Потом шофер, подняв стаканчик, сказал:
— Давай выпьем, сапер, за военную русскую славу, за родину, за нашу работу… Тронет еще какой умник советскую нашу Россию, мы с тобой опять где надо распишемся…
1946
В пиджаке
Если вы служили в армии и долго носили военную форму, то вам, наверно, знакомо странное чувство неловкости и стеснения, которое испытывает каждый военный человек, надевший после длительного перерыва штатскую одежду.
Все время хочется одернуть пиджак, как гимнастерку, и поправить пояс, существующий теперь уже только в вашем воображении. На голове, привыкшей к военной фуражке, никак не хочет нормально сидеть шляпа: она то спускается вам на уши, то, наоборот, нахально лезет на затылок.
Правда, проходит несколько дней, и вы привыкаете к штатскому платью и даже приручаете свою шляпу, хотя шляпы, как кошки, поддаются дрессировке туго.
Но первый день борьбы со своим штатским «я» всегда мучителен. Петр Николаевич Смирнов, капитан инженерных войск, недавно демобилизованный из армии, возвращаясь домой из гостей, испытывал именно это чувство смущения и неловкости: сегодня первый раз после четырех лет войны он надел штатский костюм.
Костюм был хороший — темно-синий, в белую полоску, и сидел хорошо, и ленточки боевых орденов красиво выделялись на свежеотглаженном борту пиджака, — но бывшему капитану было не по себе.
Ему неловко было потому, что шел он не один, а с девушкой, с которой познакомился в гостях и которую обязался проводить домой.
Про девушку Петр Николаевич знал лишь то, что зовут ее Наташа и что она прелестна со своими мягкими карими глазами и с нежным овалом лица.
Девушка была хорошо и со вкусом одета, в простое, но отлично сшитое яркое летнее платье с короткими рукавами, позволяющими видеть округлые загорелые руки.
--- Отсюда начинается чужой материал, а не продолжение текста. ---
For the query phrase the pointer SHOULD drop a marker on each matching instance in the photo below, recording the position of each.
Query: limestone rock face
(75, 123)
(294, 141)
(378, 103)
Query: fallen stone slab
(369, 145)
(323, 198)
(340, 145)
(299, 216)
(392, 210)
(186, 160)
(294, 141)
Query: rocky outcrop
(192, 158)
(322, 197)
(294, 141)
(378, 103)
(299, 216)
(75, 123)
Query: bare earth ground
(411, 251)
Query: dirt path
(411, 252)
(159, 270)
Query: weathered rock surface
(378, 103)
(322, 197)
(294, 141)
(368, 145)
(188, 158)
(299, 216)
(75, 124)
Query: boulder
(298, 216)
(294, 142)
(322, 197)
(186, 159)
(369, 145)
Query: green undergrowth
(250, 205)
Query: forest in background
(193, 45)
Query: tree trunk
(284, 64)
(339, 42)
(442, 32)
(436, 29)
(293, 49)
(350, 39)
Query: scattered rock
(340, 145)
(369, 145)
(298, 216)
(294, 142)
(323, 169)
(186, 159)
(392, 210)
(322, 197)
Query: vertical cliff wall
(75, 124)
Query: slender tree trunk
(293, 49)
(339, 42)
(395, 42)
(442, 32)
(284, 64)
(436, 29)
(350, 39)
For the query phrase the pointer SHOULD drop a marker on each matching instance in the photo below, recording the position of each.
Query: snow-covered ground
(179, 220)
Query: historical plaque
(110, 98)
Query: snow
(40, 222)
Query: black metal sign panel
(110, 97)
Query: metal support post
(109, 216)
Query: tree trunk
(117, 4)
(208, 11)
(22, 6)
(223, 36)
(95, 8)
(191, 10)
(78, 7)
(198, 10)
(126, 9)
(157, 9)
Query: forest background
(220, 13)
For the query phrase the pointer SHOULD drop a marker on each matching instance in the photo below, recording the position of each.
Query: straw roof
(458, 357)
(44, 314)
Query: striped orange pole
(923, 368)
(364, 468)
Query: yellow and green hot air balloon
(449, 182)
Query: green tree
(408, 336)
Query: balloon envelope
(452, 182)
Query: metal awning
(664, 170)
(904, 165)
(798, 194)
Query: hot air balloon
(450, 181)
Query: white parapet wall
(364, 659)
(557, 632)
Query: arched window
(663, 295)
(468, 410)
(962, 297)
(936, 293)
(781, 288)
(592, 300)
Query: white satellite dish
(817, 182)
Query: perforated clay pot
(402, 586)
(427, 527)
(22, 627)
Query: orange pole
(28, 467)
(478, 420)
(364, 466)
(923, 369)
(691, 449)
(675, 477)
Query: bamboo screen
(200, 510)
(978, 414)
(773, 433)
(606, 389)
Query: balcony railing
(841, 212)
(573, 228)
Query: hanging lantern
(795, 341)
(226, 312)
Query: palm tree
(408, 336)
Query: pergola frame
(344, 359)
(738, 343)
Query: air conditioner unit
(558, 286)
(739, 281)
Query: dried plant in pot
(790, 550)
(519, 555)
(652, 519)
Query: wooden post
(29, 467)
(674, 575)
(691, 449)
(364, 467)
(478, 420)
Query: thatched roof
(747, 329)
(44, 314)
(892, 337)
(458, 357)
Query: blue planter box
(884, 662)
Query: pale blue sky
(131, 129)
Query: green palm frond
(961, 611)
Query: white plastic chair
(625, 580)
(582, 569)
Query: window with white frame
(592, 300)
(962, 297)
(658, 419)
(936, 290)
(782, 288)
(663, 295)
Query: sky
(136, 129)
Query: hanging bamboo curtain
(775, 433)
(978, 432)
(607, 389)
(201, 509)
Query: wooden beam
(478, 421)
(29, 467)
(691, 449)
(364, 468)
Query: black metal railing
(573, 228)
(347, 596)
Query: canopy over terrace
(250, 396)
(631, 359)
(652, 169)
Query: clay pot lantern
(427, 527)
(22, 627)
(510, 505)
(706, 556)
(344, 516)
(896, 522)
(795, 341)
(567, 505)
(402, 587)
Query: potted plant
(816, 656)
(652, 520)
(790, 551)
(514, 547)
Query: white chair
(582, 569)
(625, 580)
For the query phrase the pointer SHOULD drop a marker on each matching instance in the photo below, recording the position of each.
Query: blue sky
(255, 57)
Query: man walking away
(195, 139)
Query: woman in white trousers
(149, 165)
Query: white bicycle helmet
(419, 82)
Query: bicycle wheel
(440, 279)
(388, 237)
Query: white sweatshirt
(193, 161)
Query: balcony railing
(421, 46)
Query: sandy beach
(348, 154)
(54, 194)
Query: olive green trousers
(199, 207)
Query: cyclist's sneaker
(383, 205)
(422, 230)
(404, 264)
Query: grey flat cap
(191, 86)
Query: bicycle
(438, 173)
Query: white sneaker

На ее тщательно причесанной головке красовалась кокетливая голубая шляпка, похожая на большую нарядную бабочку, присевшую отдохнуть на золотой цветок. Капитан, привыкший за время войны к общению с женщинами в галифе и в сапогах (с ними он разговаривал или как начальник, или как товарищ по оружию), решительно не знал, о чем ему говорить с этим воздушным созданием, к тому же его стеснял «необжитый» штатский костюм.